One day in her undergraduate class in language variation, Tagliamonte was telling a story about her childhood in northern Ontario when she realised that her students didn’t get it. Specifically, they didn’t understand her use of the word ‘soaker’ to refer to a deep puddle or snowdrift.
This led to the realisation that Ontario has dialects. A dialect is a regional variation in spoken language, often tied to a location or social group.
More than a decade later, Tagliamonte and her crew of undergraduate students have criss-crossed Ontario in search of oral histories that might contain new words or meanings not currently found in the OED.
People talk about their lives and offer up “stories about things that happened in their youth,” giving insight into the rich lexicon of Canadiana. As Tagliamonte puts it, in those stories, “culture and history, and the social circumstances of their community come out.”
No place is too far off-the-map; towns near and far, museums, and high schools — all are visited with a recorder in hand. “We go down dusty old dirt roads,” says Tagliamonte, “we go everywhere, and we just talk to people about their lives.”
Such is the field work of sociolinguistics.
How new words get into the OED
While at a Japanese conference, Tagliamonte attended a presentation by Dr. Phillip Durkin, one of the OED’s chief editors, about Japanese words in the dictionary, like ‘sushi’ and ‘manga.’
Inspired by this, Tagliamonte approached Durkin with an offer to introduce new Canadian words into the OED, and the rest, as word historians say, is etymology.
Of the more than 600,000 words in the OED, only 744 are designated as Canadian in origin or use. Contrast this with the almost 30,000 words sourced from the continental United States, with a further 64 from Hawaii.
The OED criteria for inclusion is by use and longevity. A word’s usage must be established by independent sources, and it also must be around for at least five years — although 10 is more common for new entries. Words used by only one social group don’t qualify for inclusion.
Tagliamonte gives the example of the gaming community’s invented sense of ‘epic,’ meaning awesome or amazing, which wasn’t a valid candidate for the OED until it began to appear among non-gamers in everyday conversation.
Tagliamonte uses a three-tier classification system for the candidate words she gathers.
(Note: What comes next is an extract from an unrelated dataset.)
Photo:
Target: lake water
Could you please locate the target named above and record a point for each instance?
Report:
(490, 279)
Gold words are the best — words that have no prior occurrence in the OED. These words are Canadian through-and-through. A silver word comes next, when “you find it in the [OED], but it does not mean what it means to [Canadians].”
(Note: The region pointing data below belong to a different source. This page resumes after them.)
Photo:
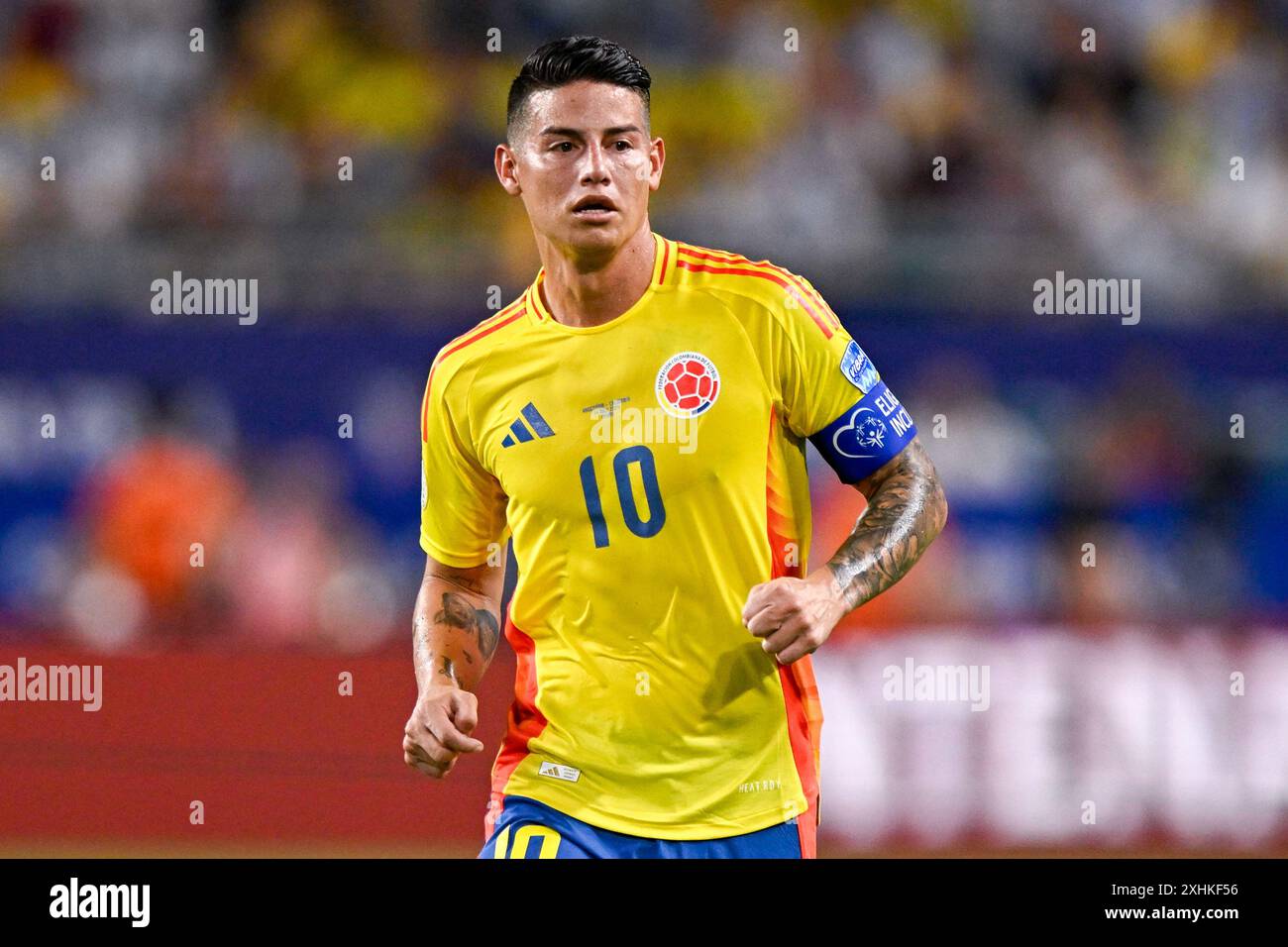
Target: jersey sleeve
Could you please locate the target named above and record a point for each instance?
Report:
(462, 504)
(833, 394)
Last are the “indignant words,” says Tagliamonte. “These are the bronze ones. You look up a word, because you’ve found it all over Ontario… and you go the [OED] and it says that it comes from the southern United States.”
“If you’re going to label [a bronze word] as anything, you should label it a North American word.”
In this way, Tagliamonte’s project isn’t just expanding the Canadian vernacular, but including important Canadian usages of words shared with the United States.
A similar search for new words could be conducted in other Canadian provinces. There is already evidence for the uniqueness of words in the Maritimes: words like ‘knob,’ a “hard sweet made with boiled sugar,” according to the OED.
There may also be words unique to Canadian university students. The 2007 edition of The Dictionary of American Slang notes that Canadian students in the ’90s kept an uncommon definition of the word ‘wank,’ where it meant “to have fun; party.”
What is vulgar for one social group may be innocent for another. Just be careful not to announce to any friends from the United Kingdom that you’re having a ‘wank’ on the weekend, or they might think that you’re a ‘knob.’